Além do mais, Belém é muito importante para Amazônia. Sempre é desafiador e muito difícil organizar eventos em qualquer cidade do Brasil. E lógico que quando saímos do lugar da gente, os desafios aumentam, pois precisamos estabelecer novas relações com fornecedores, parcerias, grupos, setor público, além do próprio público e coletivos da cidade, mas a gente tem tido boa receptividade e temos estabelecido ótimas conexões. 

Holofote Virtual: Quais são as expectativas de vocês com Belém?  

Chicão Santos: Nossa expectativa é aprofundar nossa relação com a cidade de Belém, tão importante para toda a Amazônia. Queremos estabelecer vínculos com a cultura, tenho muitos amigos aí em Belém. Vamos ter com certeza uma troca muito legal e isso acaba tornando menores os desafios. Esperamos que as pessoas participem e partilhem suas experiência.

Sodade (Dança, Amazonas)
Foto: Divulgação

Holofote Virtual: O que podemos esperar da programação em Belém, sendo que depois vocês ainda seguem para outros municípios paraenses? É um fôlego e tanto...
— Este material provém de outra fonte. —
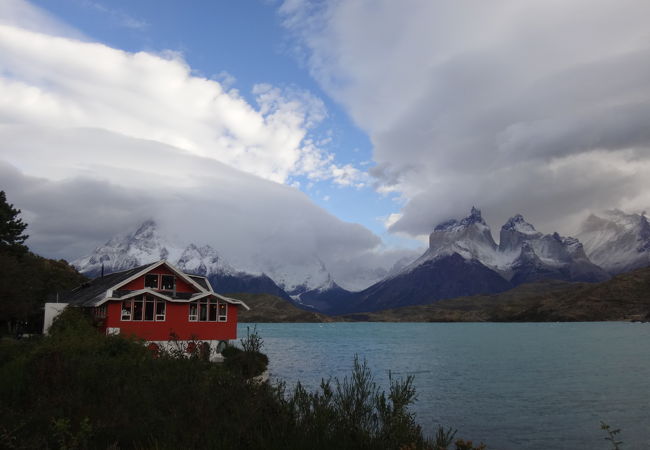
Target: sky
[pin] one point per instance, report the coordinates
(339, 130)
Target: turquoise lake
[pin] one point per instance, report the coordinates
(510, 385)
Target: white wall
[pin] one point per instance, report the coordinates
(51, 311)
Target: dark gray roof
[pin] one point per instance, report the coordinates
(93, 290)
(89, 293)
(201, 281)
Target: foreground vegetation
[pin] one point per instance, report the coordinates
(79, 389)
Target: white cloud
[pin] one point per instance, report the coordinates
(93, 140)
(538, 107)
(63, 82)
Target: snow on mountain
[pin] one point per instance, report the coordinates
(147, 244)
(617, 241)
(298, 277)
(203, 261)
(521, 249)
(125, 251)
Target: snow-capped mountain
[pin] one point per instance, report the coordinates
(147, 244)
(463, 259)
(521, 249)
(298, 277)
(616, 241)
(126, 251)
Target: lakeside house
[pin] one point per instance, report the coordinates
(154, 302)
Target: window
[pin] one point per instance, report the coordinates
(144, 308)
(151, 281)
(223, 312)
(160, 310)
(167, 282)
(149, 306)
(208, 310)
(137, 309)
(127, 309)
(193, 312)
(100, 312)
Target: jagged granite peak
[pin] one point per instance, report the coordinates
(203, 260)
(298, 277)
(470, 237)
(125, 251)
(617, 241)
(457, 225)
(515, 232)
(521, 249)
(147, 244)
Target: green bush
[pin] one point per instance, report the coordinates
(79, 389)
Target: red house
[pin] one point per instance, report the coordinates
(154, 302)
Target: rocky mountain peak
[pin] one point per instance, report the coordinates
(515, 232)
(617, 241)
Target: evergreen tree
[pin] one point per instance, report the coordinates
(12, 238)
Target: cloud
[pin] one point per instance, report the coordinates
(539, 108)
(123, 181)
(94, 140)
(68, 83)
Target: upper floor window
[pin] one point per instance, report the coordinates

Chicão Santos: Temos várias frente de trabalho, em Belém. A Praça da República será a arena principal, onde haverá as apresentações noturnas, no anfiteatro. Durante o dia vamos fazer o bate volta em escolas e comunidade, com os grupos que vão fazer apresentações, e também teremos três oficinas, uma delas dentro de escolas e outra na Praça da Republica, além do IV Seminário Amazônico de
Teatro de Rua, que fecha a parte formativa, trazendo o debate sobre as políticas públicas voltadas às artes cênicas. 

Depois iremos para Xinguara, Parauapebas e Marabá. Estamos levando três espetáculos e uma oficina; e também estamos fazendo registro audiovisual para gerar um documentário sobre todas essas questões do festival. Vamos enfrentando as distancia e celebrando as conexões.

Fashion Fake (Pará)
Foto: Carol Abreu

Holofote Virtual: Qual tua visão acerca de teatro de rua no Brasil e mais especificamente na Amazônia?
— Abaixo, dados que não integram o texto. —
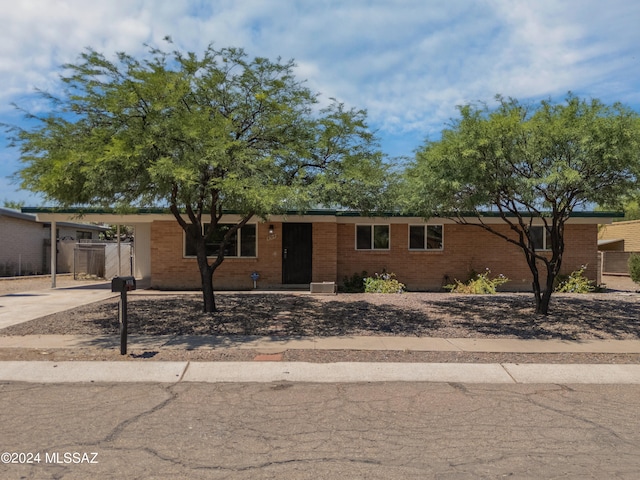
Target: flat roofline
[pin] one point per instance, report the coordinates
(80, 211)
Chicão Santos: Nós temos trabalhado ao máximo para dissolver essa visão de que nos somos periferia do país ou que nos somos o patinho feio, excluídos do processo. É bom lembrar que nós representamos 74% do território nacional, então nós estamos mais para ser o teatro brasileiro, acaso isso fosse calculado pela territorialidade. 
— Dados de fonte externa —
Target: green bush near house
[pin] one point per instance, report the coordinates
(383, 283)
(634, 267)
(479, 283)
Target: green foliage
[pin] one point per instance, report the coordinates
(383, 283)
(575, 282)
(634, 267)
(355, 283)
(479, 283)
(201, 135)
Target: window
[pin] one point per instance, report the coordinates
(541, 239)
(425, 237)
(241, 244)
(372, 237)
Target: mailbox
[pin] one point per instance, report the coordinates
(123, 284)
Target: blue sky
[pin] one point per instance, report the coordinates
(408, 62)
Anos atrás isso passava despercebido, porque RJ e SP dominavam todo o tipo de teatro, uma cultura que vinha desde o Império, mas depois da criação da Rede Brasileira de Teatro de Rua e da Rede Teatro da Floresta a gente conseguiu demarcar muitas estratégias e questões no cenário nacional.  O teatro está numa efervescência, voltando às ruas, ocupando os espaços. A gente vai fazer com que esse teatro cresça e conquiste mais espaços pra gente falar da nossa cena, trazer esses temas da transformação do ser humano, da sociedade dos lugares da cidade.

O Cavaleiro Perfumado / Foto: Beatriz Brooks

Holofote Virtual:
 Tem muita gente fazendo teatro de rua no país?

Chicão Santos: Temos várias experiências exitosas, como no Cariri, no Nordeste, no Acre, SP, RJ, Brasília e Bahia. Temos um movimento muito forte de teatro de rua e com o Amazônia Encena, a gente quer consolidar isso de forma mais abrangente que integre todas as regiões. Pena que os recursos são poucos,  poderíamos possibilitar mais grupos, mais trocas, mas os custos são muito altos, e assim fica impossível sair do Rio Grande do Sul, por exemplo, para vir ao norte do país. É sempre uma dificuldade esses custos, mas vamos superando. 

Vamos ter também uma conversa na Escola de Teatro e Dança da UFPA. Estarão conosco, três atores, professores doutores em teatro, André Carreira (Santa Catarina), Narciso Telles (Uberlandia) e Michele Cabral (Maranhão), numa mesa redonda com os alunos, demonstrando esse prazer de trabalhar também dentro das academia nesse momento de retomada. 

Holofote Virtual: A itinerância já vinha sendo gestada. E porque resolveram iniciar por Belém?

Chicão Santos: Por conta das nossas conexões, foi fácil escolher por onde começar. Belém é a capital que foi porta de entrada para a ocupação também do nosso estado (Rondônia), trazendo os navios, barcos e os trabalhadores pra construção da Estrada de Ferro Madeira Mamoré, uma obra civil da maior importância em todos os tempos, e que possibilitou a formação da sociedade rondoniense, então esse vinculo com Belém, pela água nos torna bastante próximos e também com certeza temos que celebrar isso.  É como a gente estivesse devolvendo algo à cidade de Belém. Estamos muito felizes e contentes com a realização do projeto. E este ano será um divisor de águas, queremos celebrar com os coletivos.